My use cases tend to not require that much in the way of querying, so that’s why I go with the parent IDs similar to what’s listed above.

2 Likes

In SQL terms there are a few main strategies:

  • Adjacency List typically models the parent/child relationship using an id and parent_id column. You can model different taxonomies in the same or separate tables. In the same table you would just create a “top_of_tree” node with children “education” and “stores”. This model is quick to implement, easy to reason about - but not great if you want to “get all the children including all their children” type queries.

  • Nested Set models the data using, you guessed it, nested sets. It it great for “get all the children including all their children” type queries but it a little harder to reason about the implementation and can be slower to update the hierarchy.

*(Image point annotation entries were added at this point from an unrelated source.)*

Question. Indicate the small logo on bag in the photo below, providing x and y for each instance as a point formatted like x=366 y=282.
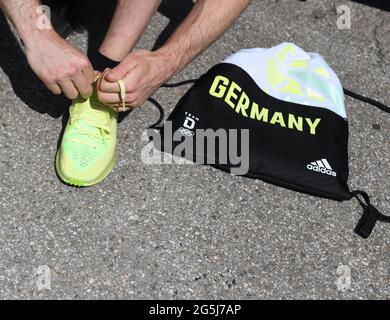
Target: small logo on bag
x=321 y=166
x=188 y=125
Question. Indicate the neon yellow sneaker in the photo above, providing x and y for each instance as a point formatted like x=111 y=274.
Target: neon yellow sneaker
x=87 y=152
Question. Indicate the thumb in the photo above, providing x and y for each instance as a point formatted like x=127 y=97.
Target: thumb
x=119 y=72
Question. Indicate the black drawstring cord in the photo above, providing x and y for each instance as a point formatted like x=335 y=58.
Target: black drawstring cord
x=159 y=107
x=373 y=102
x=161 y=117
x=370 y=215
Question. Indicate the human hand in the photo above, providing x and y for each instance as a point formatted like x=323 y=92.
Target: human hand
x=142 y=72
x=61 y=67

  • For Postgres, the ltree uses materialized path has the advantage that the hierarchy of a given row is stored in the row. But updating the hierarchy can be a challenge since all rows may have to be updated.

This article might be helpful for you in making choices. As a starting point you might consider this ltree package on hex since it requires minimal changes to your database schema to get going and leverages inbuilt Postgres capabilities. For adjacency lists you might consider this package.

7 Likes

But this can be solved by associating an item in table B with the parent and the child in table A. But then I am not sure how to store that reference (I mean of parent and the child).

This is usually done with left and right fields associated with records…

Reading is speed up because You can query for all children and subchildren of a node with one query.

Writing is slowed down because adding a node, or moving a node in the tree requires updating all records.

For example (using lft and rgt)…

      def insert(%__MODULE__{} = resource, attrs, %__MODULE__{rgt: rgt} = parent) do
        new_resource =
          resource
          |> child_changeset(parent, attrs)
          |> put_assoc(:parent, parent)

        update_rgt_query = from(i in __MODULE__, where: i.rgt >= ^rgt, update: [inc: [rgt: 2]])
        update_lft_query = from(i in __MODULE__, where: i.lft > ^rgt, update: [inc: [lft: 2]])

        Multi.new()
        |> Multi.update_all(:update_rgt, update_rgt_query, [])
        |> Multi.update_all(:update_lft, update_lft_query, [])
        |> Multi.insert(:insert_resource, new_resource)
      end

The move query is even harder :slight_smile:

1 Like

I was unaware of the arbor package. Looks like good stuff!